Und Natalie Portman gibt alles, sie zittert, sie fährt aus der Haut, als ihr erklärt wird, dass ihrem Mann eine Beerdigungsprozession, wie Lincoln sie bekam, aus Sicherheitsgründen versagt werden soll. Sie schweigt, sie donnert, sie wimmert und sie schluchzt. Sie macht deutlich, wie wichtig Augenbrauen sind (was ihr zu Recht eine Oscarnominierung einbrachte). Zu viel Zeit hat sie allerdings in das Nachahmen des unterwürfigen Tonfalls der echten Jacqueline Kennedy investiert, den die First Lady anknipste, sobald eine Kamera auf sie gerichtet war. Dazu Jackies Mid-Atlantic-Accent, der eine sehr eigenwillige Mischung aus dem amerikanischen und dem englischen Akzent ist, den Portman in der Annahme, es bis zur Perfektion treiben zu können, stattdessen bis an die Grenze zum Debilen verfremdet.
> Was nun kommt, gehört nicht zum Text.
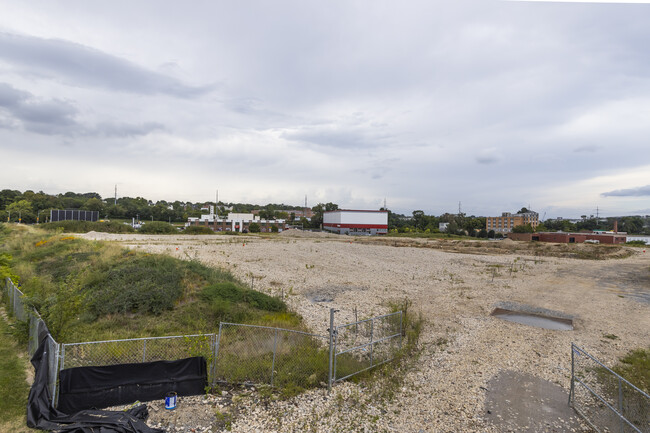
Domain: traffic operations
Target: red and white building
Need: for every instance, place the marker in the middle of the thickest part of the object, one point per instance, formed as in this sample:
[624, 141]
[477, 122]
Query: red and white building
[356, 222]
Larraín balanciert geschickt zwischen Entmystifizierung der Ikone Jackie Kennedy und der Konservierung ihres Images als Stilikone, deren Charisma bis heute nachwirkt. Melania Trump ist hierfür kein gutes, aber ein Beispiel. Was er gänzlich ignoriert, sind die boulevardesk ausgeschlachteten Skandale um die Ehe der Kennedys, das wäre eine Art vulgärer Voyeurismus, der dem Film sehr geschadet hätte. Subtil aber thematisiert Larraín Jackies schnellen Griff zu Tabletten, ihr Geltungsbedürfnis und den emotionalen Panzer, den sie sich als eine Frau der 1960er Jahre zulegen musste, die den Mief von Truman und Eisenhower aus dem Weißen Haus vertreiben wollte.

Nur ein sarkastischer Satz, kurz bevor sie aus dem Flugzeug in Dallas steigt, muss reichen (»Ich liebe Menschenmassen«), um die Panik abzubilden, die sie vor der Öffentlichkeit entwickelte. Der Fokus, den Larraín gewählt hat, Jackies fast wahnhaftes Streben nach Heiligsprechung der Familie, in dem sie die einzige Möglichkeit sah, selbst mit erhobenem Haupt weiterleben zu können, ist dennoch ein enges Korsett, in das er seine Protagonistin steckt. Nichts, so hat es Jacqueline Bouvier einmal ins Jahrbuch ihrer Abschlussklasse geschrieben, fürchtete sie mehr, denn als Hausfrau zu enden. Diese Angst, die sie ihr Leben lang antrieb, deutet der Ausschnitt, den Larraín gewählt hat, nur an. Was bleibt, ist der verbissene Kampf einer Frau, die ihrem eigenen Camelot-Mythos verfallen war.